While online patient access to health records (online access, for short) is supposed to help patients, in some cases being able to view one’s health record can have negative consequences. This can include when patients discover surprising and distressing information or find their health information difficult to interpret. Online access also has unintended consequences for general practices, affecting how GPs write their notes and adding to administrative workloads.
In the UK, the NHS Long Term plan gave patients the right to access ‘digital first’ primary care by 2023-24. Although the roll-out of online record access has been delayed, from November 2022 users of the NHS app (or similar apps) should have full access to new additions to their record. In 2023 they should have access to summaries of what is already in their record.

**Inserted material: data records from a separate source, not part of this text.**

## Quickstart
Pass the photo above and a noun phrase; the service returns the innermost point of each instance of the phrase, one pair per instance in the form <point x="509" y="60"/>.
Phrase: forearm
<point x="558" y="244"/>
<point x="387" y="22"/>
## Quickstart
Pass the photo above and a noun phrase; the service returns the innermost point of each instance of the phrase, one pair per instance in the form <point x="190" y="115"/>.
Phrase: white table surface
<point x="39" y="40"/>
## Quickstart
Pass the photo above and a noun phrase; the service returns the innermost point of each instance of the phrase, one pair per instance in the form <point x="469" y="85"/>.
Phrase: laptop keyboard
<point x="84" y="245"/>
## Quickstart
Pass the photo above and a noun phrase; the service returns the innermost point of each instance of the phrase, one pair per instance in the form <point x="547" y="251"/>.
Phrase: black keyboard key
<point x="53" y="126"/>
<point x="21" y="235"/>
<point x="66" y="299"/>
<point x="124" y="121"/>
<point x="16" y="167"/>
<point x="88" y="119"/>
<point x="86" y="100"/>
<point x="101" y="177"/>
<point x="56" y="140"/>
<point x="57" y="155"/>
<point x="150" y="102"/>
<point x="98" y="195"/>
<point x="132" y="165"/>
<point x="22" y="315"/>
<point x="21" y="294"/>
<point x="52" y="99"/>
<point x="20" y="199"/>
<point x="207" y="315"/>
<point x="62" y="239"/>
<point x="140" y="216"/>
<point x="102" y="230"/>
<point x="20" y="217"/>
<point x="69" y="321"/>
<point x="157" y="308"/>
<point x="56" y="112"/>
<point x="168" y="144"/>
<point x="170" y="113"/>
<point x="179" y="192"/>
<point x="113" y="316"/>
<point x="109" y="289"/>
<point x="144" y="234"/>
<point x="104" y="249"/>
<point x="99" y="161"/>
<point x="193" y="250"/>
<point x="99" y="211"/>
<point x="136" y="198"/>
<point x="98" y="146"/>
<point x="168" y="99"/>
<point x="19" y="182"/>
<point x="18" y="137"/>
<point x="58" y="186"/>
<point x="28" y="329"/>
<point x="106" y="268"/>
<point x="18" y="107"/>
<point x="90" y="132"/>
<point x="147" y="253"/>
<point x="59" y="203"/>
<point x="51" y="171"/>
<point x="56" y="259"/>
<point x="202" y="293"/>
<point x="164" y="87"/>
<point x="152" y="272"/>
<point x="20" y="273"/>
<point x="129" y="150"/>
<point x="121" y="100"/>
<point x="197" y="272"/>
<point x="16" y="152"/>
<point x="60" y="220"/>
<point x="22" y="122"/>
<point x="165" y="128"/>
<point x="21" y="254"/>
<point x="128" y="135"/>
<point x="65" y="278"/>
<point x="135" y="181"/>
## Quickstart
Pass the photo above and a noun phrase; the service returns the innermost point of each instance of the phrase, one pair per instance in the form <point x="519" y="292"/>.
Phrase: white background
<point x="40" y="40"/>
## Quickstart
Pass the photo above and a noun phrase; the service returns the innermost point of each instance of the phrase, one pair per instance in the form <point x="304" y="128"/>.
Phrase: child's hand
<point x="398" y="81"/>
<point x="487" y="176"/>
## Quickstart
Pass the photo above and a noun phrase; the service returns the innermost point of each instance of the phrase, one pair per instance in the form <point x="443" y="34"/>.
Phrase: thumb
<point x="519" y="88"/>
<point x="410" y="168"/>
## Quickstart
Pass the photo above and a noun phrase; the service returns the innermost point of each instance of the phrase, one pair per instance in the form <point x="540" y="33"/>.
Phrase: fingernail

Online access is important on a point of principle: the information rightly belongs to the patient and so should be accessible to them. More practically, online access is intended to help patients take greater control of their health, while making care more efficient and helping reduce general practice workload.
This National Institute for Health and Care Research funded study aimed to identify and understand the unintended consequences of online access so they can be managed effectively by policymakers and practitioners.
In 2019, the researchers interviewed 13 patients and 19 general practice staff across 10 general practices with experience of patient online access to health records, in South West and North West England.
This study reports real-world experiences of the consequences of online access. The team identified unintended consequences that impacted patient autonomy and GP documentation practices, and also increased workload from providing access while avoiding harm to patients.
It is crucial that general practices are adequately supported and resourced to manage the unintended consequences of online access now that it is the default position.
Dr Andrew Turner, NIHR ARC West and CAPC, a lead author of the study, said: “This research shows that there can be unintended consequences for patients and for staff when health records serve different purposes. Giving patients online access to their health records can be of benefit to patients and is a sign of transparency in medicine, but it is important to share access in ways that maximise the positive benefits and minimise possible harms.”
Professor Jeremy Horwood, of ARC West and CAPC, and principal investigator of the study, said: “Implementation of online record access is more complex than the intended consequences set out in NHS policy. To achieve intended consequences additional work is necessary to 1) prepare records for sharing and 2) prepare patients about what to expect from their records. It is vital that GP practices are adequately supported to be able to implement the roll out of patient access to medical records.”
Download the team’s mitigation guidance for clinicians and practice managers (PDF).
Professor Horwood has recorded a video podcast about the paper for the BJGP.
Paper: Unintended consequences of patient online access to health records: a qualitative study in UK primary care. Andrew Turner, Rebecca Morris, Lorraine McDonagh, Fiona L. Hamilton, Sarah Blake, Michelle Farr, Fiona Stevenson, Jon Banks, Helen Atherton, Dylan Rakhra, Gemma Lasseter, Gene Feder, Sue Ziebland, Emma Hyde, John Powell, Jeremy Horwood
About the Centre for Academic Primary Care
The Centre for Academic Primary Care (CAPC) at the University of Bristol is a leading centre for primary care research in the UK, one of nine forming the NIHR School for Primary Care Research. It sits within Bristol Medical School, an internationally recognised centre of excellence for population health research and teaching.